Four years elapsed before he regained his health; indeed his death finally resulted from the attack of Brooks. No sooner had he returned to the Senate than he made another great speech against slavery. The country was agitated by the coming presidential election. John Brown had captured, with a force of twenty-two men, the United States arsenal at Harper's Ferry, with the fallacious hope of setting the slaves at liberty. He was of course overpowered, his sons killed at his side, as others of his sons had been on the Kansas battlefields, and he led out to execution, December 2, 1859, with a radiant face and an overflowing heart, because he knew that his death would arouse the nation to action.

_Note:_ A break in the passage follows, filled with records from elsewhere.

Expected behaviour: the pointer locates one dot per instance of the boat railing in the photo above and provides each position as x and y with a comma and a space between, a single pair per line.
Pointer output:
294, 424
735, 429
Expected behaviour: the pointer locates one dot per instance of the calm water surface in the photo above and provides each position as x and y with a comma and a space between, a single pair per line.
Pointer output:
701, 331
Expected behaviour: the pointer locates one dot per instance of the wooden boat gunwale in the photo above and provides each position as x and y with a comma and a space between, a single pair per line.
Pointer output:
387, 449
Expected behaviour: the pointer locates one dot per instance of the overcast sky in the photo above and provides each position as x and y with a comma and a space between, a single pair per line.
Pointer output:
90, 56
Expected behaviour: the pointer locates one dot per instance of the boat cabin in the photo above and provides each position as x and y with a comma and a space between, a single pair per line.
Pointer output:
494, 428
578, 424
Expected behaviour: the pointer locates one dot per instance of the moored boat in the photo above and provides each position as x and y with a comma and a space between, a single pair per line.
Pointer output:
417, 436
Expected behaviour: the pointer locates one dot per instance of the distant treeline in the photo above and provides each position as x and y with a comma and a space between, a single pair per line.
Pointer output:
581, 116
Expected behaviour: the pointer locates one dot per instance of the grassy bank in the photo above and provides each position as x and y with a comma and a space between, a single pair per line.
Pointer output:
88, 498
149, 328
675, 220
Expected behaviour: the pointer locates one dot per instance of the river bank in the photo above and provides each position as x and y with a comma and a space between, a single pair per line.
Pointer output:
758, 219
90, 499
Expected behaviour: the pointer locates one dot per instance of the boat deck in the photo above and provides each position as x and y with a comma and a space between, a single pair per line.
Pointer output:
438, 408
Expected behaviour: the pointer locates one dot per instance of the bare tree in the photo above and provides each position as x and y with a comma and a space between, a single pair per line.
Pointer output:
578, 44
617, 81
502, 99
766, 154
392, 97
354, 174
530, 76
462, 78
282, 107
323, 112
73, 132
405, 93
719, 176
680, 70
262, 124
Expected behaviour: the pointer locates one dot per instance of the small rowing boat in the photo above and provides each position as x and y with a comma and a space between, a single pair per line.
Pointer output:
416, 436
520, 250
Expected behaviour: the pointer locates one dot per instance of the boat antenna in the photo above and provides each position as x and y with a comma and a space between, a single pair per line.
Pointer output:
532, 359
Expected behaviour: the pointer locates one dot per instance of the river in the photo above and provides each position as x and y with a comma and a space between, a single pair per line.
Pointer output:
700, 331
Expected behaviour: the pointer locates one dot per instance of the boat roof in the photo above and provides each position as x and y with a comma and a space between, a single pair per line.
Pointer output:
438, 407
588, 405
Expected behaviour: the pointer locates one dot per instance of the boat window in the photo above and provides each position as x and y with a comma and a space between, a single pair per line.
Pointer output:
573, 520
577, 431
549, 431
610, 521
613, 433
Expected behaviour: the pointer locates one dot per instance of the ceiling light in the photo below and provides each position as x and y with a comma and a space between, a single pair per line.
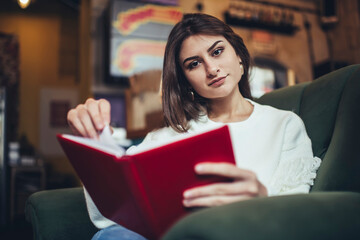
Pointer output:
24, 3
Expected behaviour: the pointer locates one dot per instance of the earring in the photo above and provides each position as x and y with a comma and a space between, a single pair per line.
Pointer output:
191, 93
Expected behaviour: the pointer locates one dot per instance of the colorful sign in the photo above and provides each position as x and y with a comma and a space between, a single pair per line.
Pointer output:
138, 36
130, 20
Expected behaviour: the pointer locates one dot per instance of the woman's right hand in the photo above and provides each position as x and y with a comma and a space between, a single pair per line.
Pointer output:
90, 118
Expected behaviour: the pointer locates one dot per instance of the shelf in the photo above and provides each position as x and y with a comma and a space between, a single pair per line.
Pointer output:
285, 29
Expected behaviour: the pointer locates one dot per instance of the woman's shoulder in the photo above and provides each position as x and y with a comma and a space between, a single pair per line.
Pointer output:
271, 111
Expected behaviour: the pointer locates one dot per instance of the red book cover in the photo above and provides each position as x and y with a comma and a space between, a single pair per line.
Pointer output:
144, 191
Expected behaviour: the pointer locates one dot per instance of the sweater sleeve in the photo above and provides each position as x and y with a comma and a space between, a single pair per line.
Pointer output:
297, 167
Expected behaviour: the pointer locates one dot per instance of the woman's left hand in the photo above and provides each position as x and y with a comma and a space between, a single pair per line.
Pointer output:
245, 186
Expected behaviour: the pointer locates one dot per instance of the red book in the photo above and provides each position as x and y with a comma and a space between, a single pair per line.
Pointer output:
144, 192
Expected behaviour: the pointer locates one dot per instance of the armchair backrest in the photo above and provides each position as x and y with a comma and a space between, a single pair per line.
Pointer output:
330, 109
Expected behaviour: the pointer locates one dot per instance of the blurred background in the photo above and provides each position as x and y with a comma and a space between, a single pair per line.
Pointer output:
54, 54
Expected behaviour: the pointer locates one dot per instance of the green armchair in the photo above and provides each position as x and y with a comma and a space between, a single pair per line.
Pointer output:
330, 109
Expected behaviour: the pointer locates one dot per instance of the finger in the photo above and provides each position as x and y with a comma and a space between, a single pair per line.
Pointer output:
87, 123
251, 188
75, 124
93, 110
105, 110
211, 201
225, 170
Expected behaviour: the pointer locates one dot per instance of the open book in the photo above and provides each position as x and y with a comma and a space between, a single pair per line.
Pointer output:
144, 191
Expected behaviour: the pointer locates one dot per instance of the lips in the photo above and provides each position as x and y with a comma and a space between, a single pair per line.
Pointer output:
218, 81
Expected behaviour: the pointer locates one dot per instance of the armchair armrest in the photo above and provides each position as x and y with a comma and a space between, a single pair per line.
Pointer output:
59, 214
321, 215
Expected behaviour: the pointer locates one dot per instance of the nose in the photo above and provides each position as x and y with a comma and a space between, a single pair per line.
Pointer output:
211, 69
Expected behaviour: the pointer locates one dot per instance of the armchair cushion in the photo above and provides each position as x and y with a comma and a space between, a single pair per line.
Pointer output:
329, 107
59, 214
334, 215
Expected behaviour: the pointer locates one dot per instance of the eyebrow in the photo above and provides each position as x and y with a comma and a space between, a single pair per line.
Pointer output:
209, 49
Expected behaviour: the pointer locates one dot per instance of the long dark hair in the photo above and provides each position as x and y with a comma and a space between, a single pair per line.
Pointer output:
178, 106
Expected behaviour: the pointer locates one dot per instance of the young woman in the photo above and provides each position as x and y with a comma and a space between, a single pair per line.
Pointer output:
206, 84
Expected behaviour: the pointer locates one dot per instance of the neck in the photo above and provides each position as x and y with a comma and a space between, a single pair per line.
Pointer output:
234, 108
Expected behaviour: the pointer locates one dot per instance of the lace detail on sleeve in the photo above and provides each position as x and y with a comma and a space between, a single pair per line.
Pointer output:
294, 176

Mr. Sumner spoke to an immense audience at Cooper Institute, urging the election of Abraham Lincoln. By this election, he said, "we shall save the Territories from the five-headed barbarism of slavery; we shall save the country and the age from that crying infamy, the slave-trade; we shall help save the Declaration of Independence, now dishonored and disowned in its essential, life-giving truth,—the equality of men.... A new order of things will begin; and our history will proceed on a grander scale, in harmony with those sublime principles in which it commenced. Let the knell sound!—
"'Ring out the old, ring in the new!
Ring out the false, ring in the true!
Ring out a slowly dying cause,
And ancient forms of party strife!
Ring in the nobler modes of life,
With sweeter manners, purer laws.'"
A "new order of things" was indeed begun. South Carolina very soon seceded from the Union, and other southern States followed her example. Sumner now spoke and wrote constantly. He urged Massachusetts to be "firm, FIRM, FIRM! against every word or step of concession.... More than the loss of forts, arsenals, or the national capital, I fear the loss of our principles."

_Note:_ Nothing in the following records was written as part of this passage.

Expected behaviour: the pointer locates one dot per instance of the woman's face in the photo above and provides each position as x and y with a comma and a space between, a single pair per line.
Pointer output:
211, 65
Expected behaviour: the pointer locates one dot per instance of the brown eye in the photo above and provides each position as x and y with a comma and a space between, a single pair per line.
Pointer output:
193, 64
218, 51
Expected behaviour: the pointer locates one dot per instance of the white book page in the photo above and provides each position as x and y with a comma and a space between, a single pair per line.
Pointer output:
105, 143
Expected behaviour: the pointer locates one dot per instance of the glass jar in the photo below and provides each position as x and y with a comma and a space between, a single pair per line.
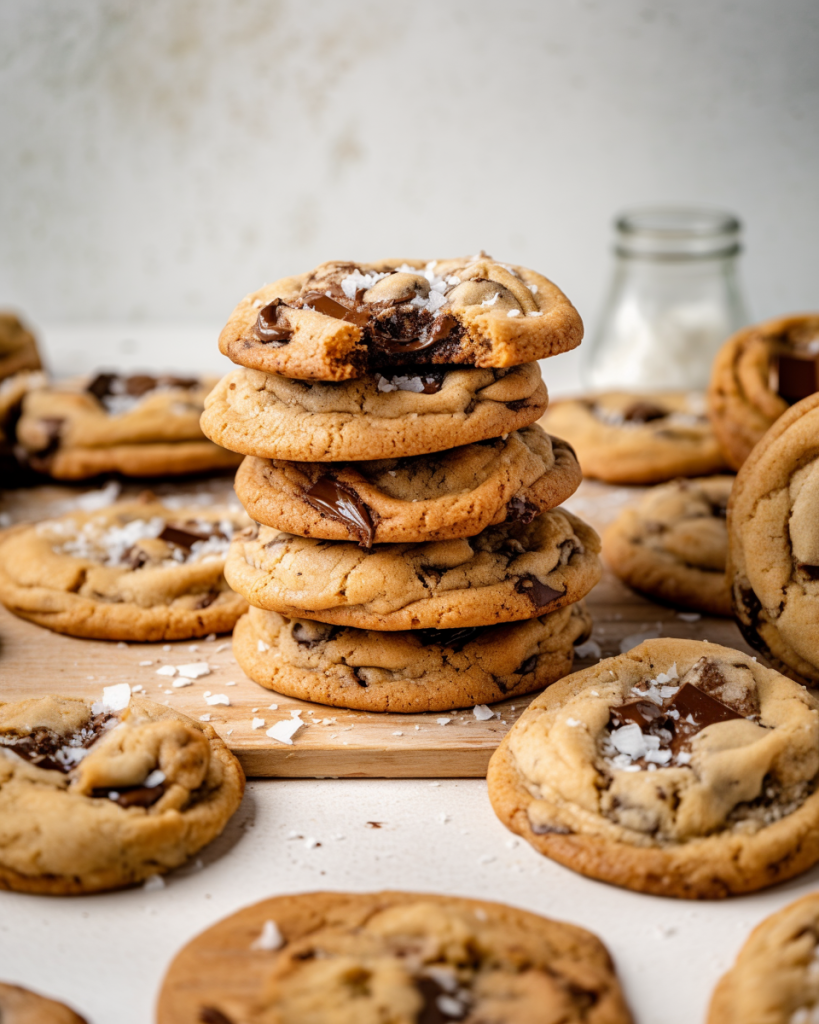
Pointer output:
675, 298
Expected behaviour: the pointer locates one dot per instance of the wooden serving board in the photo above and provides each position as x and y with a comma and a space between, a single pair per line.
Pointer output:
334, 743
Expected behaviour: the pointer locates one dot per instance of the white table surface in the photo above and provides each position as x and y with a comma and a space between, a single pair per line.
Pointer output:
106, 954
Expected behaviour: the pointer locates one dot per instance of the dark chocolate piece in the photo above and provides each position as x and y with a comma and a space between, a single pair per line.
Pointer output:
210, 1015
703, 709
131, 796
794, 375
340, 502
184, 538
269, 328
539, 593
41, 745
324, 304
457, 638
431, 1012
431, 381
644, 412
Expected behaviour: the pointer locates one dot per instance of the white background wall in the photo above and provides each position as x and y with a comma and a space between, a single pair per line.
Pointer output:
161, 158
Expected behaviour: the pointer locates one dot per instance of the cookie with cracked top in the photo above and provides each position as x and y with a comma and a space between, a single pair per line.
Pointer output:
621, 437
135, 570
137, 425
757, 376
344, 320
411, 671
20, 1006
17, 346
507, 572
397, 414
773, 530
97, 796
681, 768
403, 957
673, 545
457, 493
774, 979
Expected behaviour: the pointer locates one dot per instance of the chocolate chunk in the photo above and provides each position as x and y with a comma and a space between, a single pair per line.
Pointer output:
131, 796
539, 593
41, 745
340, 502
270, 327
184, 538
100, 386
52, 427
794, 375
426, 382
702, 709
324, 304
643, 713
644, 412
210, 1015
456, 639
437, 1004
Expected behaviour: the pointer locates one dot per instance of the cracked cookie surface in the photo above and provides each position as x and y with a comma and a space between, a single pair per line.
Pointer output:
96, 796
137, 425
380, 417
622, 437
773, 525
757, 376
410, 671
457, 493
775, 979
507, 572
135, 570
19, 1006
402, 957
345, 320
680, 769
673, 544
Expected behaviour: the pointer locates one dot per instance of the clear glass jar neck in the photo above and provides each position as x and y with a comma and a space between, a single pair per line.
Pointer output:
673, 235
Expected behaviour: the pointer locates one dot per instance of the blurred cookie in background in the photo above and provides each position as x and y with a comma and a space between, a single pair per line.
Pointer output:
19, 1006
673, 545
17, 346
137, 425
622, 437
773, 527
757, 376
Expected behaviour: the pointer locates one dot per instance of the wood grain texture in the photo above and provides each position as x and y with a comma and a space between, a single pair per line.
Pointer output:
334, 742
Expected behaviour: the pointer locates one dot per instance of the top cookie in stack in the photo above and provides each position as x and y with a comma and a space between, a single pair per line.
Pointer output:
392, 404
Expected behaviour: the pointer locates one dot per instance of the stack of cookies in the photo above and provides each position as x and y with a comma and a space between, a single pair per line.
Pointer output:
410, 553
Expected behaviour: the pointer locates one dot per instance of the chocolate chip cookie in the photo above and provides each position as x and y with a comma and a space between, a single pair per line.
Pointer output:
387, 416
19, 1006
402, 957
516, 570
630, 438
775, 979
757, 376
773, 527
680, 769
344, 320
138, 425
411, 671
673, 545
438, 497
97, 796
17, 347
135, 570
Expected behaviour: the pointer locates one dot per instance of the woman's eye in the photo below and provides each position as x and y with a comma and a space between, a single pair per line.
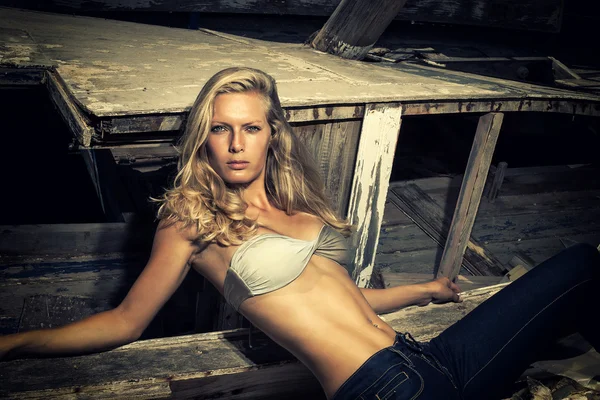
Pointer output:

In 1861, Mr. Sumner was made chairman of the Committee on Foreign Relations. How different his position from that day, ten years before, when he stood almost alone in the Senate, a hated abolitionist!
When the war began, he saw with prophetic eye the necessity of emancipating the slaves. He urged it in his public speeches. When Lincoln hesitated and the country feared the result, he said to a vast assembly at Cooper Institute, "There has been the cry, 'On to Richmond!' and still another worse cry, 'On to England!' Better than either is the cry, 'On to freedom!'"
As the war went forward he was ever at his post, working for Henry Wilson's bill for the abolishing of slavery in the District of Columbia, for the recognition of the independence of Hayti and Liberia, for the final suppression of the coastwise trade in slaves, for the employment of colored troops in the army, and for a law that "no person shall be excluded from the cars on account of color," on various specified lines of railroad. He spoke words of encouragement constantly to the North, "This is no time to stop. Forward! Forward! Thus do I, who formerly pleaded so often for peace, now sound to arms; but it is because, in this terrible moment, there is no other way to that sincere and solid peace without which there will be endless war.... Now, at last, by the death of slavery, will the republic begin to live; for what is life without liberty?
"Stretching from ocean to ocean, teeming with population, bountiful in resources of all kinds, and thrice happy in universal enfranchisement, it will be more than conqueror, nothing too vast for its power, nothing too minute for its care."